Simplicity as a Goal for Game Designers
My motto: "A designer knows he has achieved perfection not when there is nothing left to add, but when there is nothing left to take away."  (Antoine de Saint-Exupery)
Another form, about Japanese gardening actually, is "Your garden is not complete until there is nothing else that you can remove."
If you’re making a puzzle, complexity might be a goal; not for a game

Economics defeats Game Design
So economics is lined up against good game design, and for WotC, at least, economics triumphs in the end
The game gets unwieldy, and finally they replace it with the next edition
But with 4e they made it so different, it didn’t seem to be connected to previous editions; that let Pathfinder (revised 3.5e) overtake and pass 4e in sales!

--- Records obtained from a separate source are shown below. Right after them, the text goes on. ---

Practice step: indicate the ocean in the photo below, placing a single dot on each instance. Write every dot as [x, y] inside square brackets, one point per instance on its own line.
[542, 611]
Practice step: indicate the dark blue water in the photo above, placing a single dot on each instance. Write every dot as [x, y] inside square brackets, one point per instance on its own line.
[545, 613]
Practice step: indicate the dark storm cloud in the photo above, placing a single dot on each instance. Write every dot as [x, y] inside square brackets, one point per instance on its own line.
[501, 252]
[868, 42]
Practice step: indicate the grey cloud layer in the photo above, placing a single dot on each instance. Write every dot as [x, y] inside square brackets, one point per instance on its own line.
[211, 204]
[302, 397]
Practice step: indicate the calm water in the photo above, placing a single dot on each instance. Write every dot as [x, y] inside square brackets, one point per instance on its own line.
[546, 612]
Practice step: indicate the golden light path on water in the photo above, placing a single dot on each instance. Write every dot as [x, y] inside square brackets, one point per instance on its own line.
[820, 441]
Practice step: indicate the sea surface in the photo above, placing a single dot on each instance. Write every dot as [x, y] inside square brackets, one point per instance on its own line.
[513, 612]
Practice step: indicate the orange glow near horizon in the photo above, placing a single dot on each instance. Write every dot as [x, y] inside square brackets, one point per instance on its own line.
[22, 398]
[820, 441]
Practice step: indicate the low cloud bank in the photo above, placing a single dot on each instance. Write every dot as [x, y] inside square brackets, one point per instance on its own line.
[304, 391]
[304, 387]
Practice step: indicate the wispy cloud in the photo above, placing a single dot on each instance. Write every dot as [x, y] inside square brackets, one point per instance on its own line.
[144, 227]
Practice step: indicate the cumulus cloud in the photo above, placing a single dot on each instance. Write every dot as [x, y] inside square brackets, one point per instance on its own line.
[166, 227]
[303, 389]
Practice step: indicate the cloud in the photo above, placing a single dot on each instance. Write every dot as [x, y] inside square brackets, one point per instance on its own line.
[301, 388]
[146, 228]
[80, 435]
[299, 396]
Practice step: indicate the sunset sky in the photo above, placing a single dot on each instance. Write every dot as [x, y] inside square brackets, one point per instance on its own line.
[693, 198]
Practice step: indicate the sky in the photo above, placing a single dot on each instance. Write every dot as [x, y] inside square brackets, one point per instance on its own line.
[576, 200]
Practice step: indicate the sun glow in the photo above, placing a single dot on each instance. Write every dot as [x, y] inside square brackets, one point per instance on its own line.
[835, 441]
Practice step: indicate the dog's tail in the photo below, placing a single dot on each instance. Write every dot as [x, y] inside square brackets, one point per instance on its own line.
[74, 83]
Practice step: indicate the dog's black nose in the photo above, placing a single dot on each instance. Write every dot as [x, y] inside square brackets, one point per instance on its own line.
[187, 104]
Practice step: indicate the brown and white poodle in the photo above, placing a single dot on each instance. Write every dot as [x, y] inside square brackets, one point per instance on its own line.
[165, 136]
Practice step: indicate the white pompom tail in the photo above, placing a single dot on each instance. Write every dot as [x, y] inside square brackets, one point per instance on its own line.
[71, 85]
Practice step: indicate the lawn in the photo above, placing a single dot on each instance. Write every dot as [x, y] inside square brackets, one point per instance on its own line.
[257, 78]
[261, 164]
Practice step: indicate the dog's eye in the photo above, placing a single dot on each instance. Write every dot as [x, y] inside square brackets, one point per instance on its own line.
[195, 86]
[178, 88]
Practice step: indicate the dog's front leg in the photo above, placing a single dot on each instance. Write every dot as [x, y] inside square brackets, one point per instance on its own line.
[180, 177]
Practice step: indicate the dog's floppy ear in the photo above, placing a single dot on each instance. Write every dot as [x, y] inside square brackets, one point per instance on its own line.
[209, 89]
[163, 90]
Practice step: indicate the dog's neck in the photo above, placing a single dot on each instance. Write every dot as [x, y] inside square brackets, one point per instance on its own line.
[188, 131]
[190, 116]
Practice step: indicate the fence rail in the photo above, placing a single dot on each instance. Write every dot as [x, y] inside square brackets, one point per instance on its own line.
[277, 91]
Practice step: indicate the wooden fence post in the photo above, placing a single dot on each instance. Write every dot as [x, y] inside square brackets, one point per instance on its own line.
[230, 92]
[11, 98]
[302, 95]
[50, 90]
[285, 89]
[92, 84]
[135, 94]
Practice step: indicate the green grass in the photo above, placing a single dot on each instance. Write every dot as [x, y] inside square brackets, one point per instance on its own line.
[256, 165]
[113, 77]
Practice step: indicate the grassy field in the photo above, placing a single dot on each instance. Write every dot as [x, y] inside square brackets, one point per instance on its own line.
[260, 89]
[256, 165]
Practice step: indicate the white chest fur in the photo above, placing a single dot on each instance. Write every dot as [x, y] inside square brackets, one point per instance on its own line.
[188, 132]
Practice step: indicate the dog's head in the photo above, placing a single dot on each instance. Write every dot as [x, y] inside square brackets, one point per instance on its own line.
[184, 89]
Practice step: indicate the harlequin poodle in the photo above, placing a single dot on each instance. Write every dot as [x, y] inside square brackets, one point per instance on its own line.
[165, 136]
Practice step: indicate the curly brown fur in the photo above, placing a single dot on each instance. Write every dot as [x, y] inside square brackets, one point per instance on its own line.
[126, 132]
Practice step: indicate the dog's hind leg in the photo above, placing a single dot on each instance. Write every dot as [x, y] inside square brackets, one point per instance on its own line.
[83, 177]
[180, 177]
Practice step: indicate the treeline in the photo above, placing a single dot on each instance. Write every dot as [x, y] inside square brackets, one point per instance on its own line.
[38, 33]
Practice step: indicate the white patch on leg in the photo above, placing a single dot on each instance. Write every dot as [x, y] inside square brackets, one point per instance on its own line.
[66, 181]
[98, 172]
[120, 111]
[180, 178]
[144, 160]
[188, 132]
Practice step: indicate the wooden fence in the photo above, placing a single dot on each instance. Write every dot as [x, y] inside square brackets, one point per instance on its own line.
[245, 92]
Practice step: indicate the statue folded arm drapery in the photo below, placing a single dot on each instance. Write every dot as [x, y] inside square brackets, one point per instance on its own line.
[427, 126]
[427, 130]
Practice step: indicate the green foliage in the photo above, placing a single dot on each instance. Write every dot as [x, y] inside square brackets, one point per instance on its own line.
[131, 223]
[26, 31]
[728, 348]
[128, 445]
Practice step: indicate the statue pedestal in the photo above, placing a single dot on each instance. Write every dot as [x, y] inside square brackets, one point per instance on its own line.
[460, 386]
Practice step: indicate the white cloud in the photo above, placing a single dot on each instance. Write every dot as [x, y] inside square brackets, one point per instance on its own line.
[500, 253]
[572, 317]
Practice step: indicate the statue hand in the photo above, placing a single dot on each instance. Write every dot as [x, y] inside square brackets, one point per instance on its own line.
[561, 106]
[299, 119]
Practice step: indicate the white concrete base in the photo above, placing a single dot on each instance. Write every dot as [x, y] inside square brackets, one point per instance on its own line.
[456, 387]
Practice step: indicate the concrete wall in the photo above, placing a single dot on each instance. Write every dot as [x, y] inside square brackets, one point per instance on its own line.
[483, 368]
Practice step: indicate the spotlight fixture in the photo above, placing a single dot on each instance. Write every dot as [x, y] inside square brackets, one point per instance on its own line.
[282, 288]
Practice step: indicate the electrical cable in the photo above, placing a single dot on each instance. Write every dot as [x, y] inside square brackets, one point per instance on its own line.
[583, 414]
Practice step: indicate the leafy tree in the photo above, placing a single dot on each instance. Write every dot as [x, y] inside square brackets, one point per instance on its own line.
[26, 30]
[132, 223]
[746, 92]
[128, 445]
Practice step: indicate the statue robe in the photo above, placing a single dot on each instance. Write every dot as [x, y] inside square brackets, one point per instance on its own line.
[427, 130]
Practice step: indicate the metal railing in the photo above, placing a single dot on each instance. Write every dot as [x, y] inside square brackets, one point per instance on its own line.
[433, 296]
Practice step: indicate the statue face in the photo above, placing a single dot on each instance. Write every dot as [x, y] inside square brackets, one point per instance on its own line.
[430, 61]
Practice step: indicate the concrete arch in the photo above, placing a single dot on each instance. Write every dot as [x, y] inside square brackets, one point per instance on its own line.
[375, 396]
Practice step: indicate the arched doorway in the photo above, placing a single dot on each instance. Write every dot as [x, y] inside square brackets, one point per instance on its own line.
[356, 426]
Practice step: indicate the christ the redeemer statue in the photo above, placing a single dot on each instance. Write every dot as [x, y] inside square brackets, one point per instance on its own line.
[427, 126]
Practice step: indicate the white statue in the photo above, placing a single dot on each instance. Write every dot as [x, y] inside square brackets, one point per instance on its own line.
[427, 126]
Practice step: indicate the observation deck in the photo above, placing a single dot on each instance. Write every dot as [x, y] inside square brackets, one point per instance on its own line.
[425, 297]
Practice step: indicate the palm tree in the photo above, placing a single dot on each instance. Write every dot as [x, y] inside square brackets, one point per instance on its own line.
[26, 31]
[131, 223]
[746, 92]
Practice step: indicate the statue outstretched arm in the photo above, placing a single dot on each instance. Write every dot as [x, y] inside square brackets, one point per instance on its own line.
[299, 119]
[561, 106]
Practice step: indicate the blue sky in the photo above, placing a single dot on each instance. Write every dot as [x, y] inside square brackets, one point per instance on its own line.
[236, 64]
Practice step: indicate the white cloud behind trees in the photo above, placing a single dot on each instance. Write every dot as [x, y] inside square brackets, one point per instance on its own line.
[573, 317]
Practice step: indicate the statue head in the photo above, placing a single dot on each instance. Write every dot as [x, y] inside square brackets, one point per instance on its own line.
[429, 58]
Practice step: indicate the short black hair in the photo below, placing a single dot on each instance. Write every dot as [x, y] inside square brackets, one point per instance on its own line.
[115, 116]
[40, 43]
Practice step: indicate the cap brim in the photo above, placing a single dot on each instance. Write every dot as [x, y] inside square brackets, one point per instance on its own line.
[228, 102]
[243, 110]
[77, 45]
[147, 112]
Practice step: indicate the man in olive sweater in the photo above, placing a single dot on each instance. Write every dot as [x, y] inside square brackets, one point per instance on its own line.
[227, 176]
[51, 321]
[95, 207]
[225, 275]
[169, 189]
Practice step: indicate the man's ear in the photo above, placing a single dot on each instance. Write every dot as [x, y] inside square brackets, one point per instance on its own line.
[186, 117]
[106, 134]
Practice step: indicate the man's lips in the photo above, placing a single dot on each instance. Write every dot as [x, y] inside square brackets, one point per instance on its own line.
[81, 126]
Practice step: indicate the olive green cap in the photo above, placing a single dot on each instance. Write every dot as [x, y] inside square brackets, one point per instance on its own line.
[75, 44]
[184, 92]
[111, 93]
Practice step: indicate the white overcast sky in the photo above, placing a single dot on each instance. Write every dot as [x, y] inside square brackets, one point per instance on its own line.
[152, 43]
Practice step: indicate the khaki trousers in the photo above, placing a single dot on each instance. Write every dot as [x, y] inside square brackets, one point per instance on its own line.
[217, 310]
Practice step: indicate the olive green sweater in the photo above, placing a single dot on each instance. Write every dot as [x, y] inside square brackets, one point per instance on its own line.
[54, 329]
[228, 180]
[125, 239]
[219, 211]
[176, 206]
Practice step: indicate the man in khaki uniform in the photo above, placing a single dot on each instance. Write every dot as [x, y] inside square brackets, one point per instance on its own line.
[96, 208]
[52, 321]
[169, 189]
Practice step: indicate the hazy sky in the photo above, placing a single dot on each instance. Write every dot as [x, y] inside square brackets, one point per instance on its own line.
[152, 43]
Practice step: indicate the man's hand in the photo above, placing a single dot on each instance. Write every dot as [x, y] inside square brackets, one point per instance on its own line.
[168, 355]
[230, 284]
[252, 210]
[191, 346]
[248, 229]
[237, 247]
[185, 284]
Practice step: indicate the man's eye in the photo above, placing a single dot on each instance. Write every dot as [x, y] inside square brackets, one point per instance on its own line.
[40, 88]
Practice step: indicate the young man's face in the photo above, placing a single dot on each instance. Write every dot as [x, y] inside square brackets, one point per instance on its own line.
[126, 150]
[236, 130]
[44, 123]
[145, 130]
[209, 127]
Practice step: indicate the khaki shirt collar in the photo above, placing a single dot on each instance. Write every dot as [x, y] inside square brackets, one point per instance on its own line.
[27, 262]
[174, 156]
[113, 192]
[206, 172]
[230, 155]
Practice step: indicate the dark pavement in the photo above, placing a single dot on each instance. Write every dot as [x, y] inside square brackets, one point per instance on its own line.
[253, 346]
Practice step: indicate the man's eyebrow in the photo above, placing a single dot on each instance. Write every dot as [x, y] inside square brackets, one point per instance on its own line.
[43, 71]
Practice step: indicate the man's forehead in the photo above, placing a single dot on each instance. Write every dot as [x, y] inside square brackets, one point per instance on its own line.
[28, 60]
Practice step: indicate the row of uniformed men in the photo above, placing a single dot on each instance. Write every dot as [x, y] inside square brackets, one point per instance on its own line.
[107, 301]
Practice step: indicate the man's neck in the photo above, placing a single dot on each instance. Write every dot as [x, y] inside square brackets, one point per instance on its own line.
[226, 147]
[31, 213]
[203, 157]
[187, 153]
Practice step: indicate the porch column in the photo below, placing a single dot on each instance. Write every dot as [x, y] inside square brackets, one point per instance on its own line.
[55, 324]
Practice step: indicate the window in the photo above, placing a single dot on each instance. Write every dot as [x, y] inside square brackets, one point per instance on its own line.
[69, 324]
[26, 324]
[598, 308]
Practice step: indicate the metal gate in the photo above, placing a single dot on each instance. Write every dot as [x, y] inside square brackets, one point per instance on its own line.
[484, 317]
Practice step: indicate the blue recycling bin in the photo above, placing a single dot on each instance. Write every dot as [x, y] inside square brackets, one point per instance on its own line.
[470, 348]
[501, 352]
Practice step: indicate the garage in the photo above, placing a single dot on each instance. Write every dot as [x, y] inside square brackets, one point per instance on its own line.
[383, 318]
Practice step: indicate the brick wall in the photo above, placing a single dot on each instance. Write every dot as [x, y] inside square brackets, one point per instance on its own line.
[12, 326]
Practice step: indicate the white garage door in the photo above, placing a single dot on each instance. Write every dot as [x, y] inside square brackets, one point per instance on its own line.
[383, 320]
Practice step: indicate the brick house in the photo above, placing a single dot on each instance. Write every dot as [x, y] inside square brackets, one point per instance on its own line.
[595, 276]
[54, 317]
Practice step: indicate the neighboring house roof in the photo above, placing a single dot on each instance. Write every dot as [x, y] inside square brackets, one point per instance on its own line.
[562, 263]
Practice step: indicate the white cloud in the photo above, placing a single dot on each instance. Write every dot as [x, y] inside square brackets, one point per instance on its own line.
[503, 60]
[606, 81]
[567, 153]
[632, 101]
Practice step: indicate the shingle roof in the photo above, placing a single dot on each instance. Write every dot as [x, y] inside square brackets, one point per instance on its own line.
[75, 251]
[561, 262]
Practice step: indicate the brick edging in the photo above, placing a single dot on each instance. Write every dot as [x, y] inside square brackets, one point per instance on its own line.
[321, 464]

That’s the first problem, what’s next?  Saturation (or, if you prefer, over-saturation) of the market, and Crowdsourcing

The Weight of Years - Saturation
As time passes, veteran RPGers have more and more accumulated settings and adventures that can be adapted to newer role-playing games
And so, less and less incentive to buy more settings and more adventures
More and more older material is available in cheap PDF format (such as Gygax’s Giants adventures)
So why buy new ones?
Lots of people (like me) who play RPGs don’t buy anything new
The result: it’s harder to sell professionally-priced settings and adventures
Which leaves us with more rules . . .

Crowdsourcing
Crowdsourcing: competition from “the crowd” online
Which has severely impacted the stock photography business, for example
In RPGs we have competition from amateurs and semi-professionals via online distribution
There are hundreds of fanboys and fangirls who just want people to see their stuff, so they give it away, or nearly so
And the fan stuff may be better playtested than the professional stuff
Professionals sometimes cannot take time to playtest

Semi-pro verus Pro
People who wrote RPG material freelance used to be paid royalties and retain ownership, now it’s all “work for hire” at dire rates (2 cents a word, 5 cents if you’re really good)
2 cents a word was a high rate in the pulp era (1930s), but that was equivalent to 30-odd cents now
At current rates, you have little incentive to spend much time playtesting your material, or even to take much care in the writing
The result: there’s lots and lots of cheap material out there as good, or nearly as good, as the professional stuff
So why would a smart person pay professional prices?

The "Collapse"
So we have lots of players, but not much of a market
Many aren’t looking for new, especially professional, material
Add to this the competition from computer RPGs
Unfortunately, tabletop RPGs require imagination and thinking, while computer RPGs require much less of both.  In a way we're doomed by the "Easy Button"
Result: the market for tabletop RPG material “collapsed” years ago
Companies that formerly published successful RPG material wouldn’t touch it now
So the bottom has fallen out of the fully professional RPG market, with no prospect that it will ever return - because saturation and crowdsourcing are here to stay

Current State
People at GenCon who give talks about RPGs say an independent is lucky to sell a thousand copies of a book, usually less.  That cannot keep larger companies going, though we can suppose their marketing power would sell more than a thousand
Ask yourself how much you buy, compared to years ago (and recall that you're exceptional).  I buy hardly anything, and don't have time to read what I've got
The biggest companies can still prosper, of course

Some new companies (such as Kobold – founded by a former WotC person) succeed enough to provide a living, but most do not.  And we continue to be doomed to a cycle of more rules until the edifice falls down and a new edition results.